From: Tom Lane <tgl(at)sss(dot)pgh(dot)pa(dot)us>
To: pgsql-hackers(at)postgreSQL(dot)org
Subject: Simplifying OID lookups in the presence of namespaces
Date: 2002-04-22 20:23:57
Message-ID: 26213.1019507037@sss.pgh.pa.us
Views: Raw Message | Whole Thread | Download mbox | Resend email
Thread:
Lists: pgsql-hackers

We are about to need to fix a fair number of places in client code
(eg, psql and pg_dump) that presently do things like

SELECT * FROM pg_attribute
WHERE attrelid = (SELECT oid FROM pg_class WHERE relname = 'foo');

This does not work reliably anymore because there could be multiple
relations named 'foo' in different namespaces. The sub-select to
get the relation OID will fail because it'll return multiple results.

The brute-force answer is

SELECT * FROM pg_attribute
WHERE attrelid = (SELECT oid FROM pg_class WHERE relname = 'foo'
AND relnamespace = (SELECT oid FROM pg_namespace
WHERE nspname = 'bar'));

But aside from being really ugly, this requires that the client code
know exactly which namespace contains the relation it's after. If
the client is relying on namespace search then it may not know that;
in fact, the client code very possibly isn't even aware of the exact
namespace search path it's using. I am planning to introduce an
informational function CURRENT_SCHEMAS() (or some such name) that
returns the current effective search path, probably as a NAME[] array.
But it looks really, really messy to write an SQL query that makes
use of such a function to look up the first occurrence of 'foo' in
the search path. We need to encapsulate the lookup procedure somehow
so that we don't have lots of clients reinventing this wheel.

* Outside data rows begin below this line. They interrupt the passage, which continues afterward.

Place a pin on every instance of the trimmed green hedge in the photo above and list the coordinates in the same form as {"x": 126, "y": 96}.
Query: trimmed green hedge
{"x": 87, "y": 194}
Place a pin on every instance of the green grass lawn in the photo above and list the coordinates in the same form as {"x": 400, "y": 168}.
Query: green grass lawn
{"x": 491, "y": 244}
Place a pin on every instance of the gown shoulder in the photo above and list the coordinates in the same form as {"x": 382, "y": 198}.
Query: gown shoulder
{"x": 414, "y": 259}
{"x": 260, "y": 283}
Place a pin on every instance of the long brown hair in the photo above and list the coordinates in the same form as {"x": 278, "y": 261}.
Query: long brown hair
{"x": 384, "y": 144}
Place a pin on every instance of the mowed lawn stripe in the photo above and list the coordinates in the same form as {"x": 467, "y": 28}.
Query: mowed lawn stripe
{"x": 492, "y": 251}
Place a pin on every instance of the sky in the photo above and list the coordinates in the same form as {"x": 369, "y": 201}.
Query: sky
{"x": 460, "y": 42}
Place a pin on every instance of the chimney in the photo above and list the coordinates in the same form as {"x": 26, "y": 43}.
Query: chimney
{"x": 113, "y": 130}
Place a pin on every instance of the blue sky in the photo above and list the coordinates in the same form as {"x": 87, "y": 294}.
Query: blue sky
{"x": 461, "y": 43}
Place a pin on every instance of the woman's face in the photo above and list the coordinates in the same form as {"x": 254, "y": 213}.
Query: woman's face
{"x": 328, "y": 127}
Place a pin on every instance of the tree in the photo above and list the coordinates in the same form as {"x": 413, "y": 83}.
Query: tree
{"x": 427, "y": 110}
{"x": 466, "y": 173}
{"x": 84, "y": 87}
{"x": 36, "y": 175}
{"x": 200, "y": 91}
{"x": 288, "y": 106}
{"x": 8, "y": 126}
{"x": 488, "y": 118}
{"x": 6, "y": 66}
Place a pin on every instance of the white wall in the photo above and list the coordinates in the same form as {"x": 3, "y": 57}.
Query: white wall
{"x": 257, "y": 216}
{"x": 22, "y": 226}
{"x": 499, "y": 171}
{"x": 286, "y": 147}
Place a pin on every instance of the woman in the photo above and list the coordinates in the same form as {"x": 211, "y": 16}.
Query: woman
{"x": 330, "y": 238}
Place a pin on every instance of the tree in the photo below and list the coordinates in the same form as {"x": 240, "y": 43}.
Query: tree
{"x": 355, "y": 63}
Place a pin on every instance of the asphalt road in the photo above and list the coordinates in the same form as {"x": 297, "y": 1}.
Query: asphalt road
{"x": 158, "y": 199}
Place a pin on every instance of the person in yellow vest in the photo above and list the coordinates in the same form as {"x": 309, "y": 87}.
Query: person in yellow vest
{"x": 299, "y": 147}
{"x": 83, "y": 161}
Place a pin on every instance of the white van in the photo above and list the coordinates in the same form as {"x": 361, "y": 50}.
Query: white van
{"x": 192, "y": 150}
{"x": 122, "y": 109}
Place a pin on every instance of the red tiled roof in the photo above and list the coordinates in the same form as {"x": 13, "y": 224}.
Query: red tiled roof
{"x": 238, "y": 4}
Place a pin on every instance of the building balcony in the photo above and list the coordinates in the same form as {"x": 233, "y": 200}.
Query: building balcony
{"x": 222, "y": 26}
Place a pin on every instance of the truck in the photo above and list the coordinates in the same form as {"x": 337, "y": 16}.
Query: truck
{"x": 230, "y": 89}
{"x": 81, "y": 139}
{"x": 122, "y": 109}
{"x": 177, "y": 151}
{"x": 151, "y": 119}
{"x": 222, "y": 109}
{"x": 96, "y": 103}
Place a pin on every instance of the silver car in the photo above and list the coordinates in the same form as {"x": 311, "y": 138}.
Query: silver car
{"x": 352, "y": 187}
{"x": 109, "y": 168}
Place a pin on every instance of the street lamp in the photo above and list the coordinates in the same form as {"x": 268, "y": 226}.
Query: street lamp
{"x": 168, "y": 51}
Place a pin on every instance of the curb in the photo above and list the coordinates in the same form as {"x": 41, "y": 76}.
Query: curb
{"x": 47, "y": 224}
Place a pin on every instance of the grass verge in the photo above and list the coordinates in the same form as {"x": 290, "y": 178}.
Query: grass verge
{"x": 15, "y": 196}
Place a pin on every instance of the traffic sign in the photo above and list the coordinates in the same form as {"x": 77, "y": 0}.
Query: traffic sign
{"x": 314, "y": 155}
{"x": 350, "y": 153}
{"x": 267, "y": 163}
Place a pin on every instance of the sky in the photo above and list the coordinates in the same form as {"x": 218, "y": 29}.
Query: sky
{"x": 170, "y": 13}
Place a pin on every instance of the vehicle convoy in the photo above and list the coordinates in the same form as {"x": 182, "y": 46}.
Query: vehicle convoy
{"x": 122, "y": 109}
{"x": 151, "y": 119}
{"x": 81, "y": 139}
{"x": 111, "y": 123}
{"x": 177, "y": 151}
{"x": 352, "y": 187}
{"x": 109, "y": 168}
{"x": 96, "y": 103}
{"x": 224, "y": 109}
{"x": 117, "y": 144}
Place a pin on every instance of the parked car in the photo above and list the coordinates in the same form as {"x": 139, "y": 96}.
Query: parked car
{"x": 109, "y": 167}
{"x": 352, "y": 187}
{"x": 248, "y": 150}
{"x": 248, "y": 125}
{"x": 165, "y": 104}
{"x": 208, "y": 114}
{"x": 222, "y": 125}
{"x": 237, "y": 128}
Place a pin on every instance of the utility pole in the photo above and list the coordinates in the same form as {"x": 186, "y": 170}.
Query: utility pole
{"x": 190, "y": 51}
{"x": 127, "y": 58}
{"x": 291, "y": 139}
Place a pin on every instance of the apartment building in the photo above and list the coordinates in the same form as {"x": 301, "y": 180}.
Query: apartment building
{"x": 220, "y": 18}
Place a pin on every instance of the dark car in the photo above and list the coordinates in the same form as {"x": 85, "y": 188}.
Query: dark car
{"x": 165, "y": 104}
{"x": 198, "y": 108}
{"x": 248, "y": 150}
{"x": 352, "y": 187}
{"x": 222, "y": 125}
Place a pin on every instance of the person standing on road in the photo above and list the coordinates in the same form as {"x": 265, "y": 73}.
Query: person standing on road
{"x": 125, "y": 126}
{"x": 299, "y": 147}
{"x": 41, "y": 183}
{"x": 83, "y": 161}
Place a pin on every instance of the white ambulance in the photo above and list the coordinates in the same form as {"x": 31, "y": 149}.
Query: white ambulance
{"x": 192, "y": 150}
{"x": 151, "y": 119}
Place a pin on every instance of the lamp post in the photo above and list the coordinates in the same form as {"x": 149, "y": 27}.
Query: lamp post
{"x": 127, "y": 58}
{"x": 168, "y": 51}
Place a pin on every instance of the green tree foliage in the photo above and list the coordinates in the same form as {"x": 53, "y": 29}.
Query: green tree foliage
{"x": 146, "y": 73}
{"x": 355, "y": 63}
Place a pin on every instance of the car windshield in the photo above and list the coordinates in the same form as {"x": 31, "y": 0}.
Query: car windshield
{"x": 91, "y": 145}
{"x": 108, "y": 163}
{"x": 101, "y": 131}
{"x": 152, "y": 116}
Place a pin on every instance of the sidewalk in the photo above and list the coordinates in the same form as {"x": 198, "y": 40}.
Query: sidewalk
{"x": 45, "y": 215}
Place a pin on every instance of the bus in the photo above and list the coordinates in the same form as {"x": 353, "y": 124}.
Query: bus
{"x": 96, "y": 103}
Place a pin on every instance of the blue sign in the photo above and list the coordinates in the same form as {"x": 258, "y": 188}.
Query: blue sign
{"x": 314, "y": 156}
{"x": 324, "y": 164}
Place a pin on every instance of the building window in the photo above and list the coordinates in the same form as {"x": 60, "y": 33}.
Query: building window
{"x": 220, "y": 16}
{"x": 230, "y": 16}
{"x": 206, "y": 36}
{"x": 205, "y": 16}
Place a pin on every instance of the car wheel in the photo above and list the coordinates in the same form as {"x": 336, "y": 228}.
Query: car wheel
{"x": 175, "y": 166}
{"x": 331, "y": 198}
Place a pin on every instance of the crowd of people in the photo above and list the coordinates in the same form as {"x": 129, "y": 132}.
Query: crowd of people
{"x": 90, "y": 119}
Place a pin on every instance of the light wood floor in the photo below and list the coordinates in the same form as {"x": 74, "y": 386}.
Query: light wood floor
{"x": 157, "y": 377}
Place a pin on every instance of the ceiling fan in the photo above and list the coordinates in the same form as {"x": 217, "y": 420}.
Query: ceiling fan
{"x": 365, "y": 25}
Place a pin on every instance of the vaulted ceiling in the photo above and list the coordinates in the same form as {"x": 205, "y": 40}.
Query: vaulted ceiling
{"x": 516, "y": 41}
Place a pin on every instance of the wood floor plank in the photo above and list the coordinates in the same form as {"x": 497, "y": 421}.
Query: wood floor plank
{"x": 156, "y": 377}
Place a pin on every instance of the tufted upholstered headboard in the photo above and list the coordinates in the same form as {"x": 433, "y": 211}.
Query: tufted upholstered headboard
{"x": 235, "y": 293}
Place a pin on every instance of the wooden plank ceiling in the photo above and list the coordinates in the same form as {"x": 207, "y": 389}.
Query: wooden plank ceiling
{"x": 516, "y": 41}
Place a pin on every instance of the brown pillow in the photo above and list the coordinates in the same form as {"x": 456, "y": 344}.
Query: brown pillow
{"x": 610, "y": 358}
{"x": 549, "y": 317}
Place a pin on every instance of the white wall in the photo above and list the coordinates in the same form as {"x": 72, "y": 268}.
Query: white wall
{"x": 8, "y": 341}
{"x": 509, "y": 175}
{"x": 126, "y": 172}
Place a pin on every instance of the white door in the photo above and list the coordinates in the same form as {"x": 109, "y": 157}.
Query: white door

We already have some functions that accept a text string and do a
suitable lookup of a relation; an example is nextval(), for which
you can presently write

nextval('foo') --- searches namespace path for foo
nextval('foo.bar') --- looks only in namespace foo
nextval('"Foo".bar') --- quoting works for mixed-case names

Seems like what we want to do is make the lookup part of this available
separately, as a function that takes such a string and returns an OID.
We'd need such functions for each of the namespace-ified object kinds:
relations, datatypes, functions, and operators.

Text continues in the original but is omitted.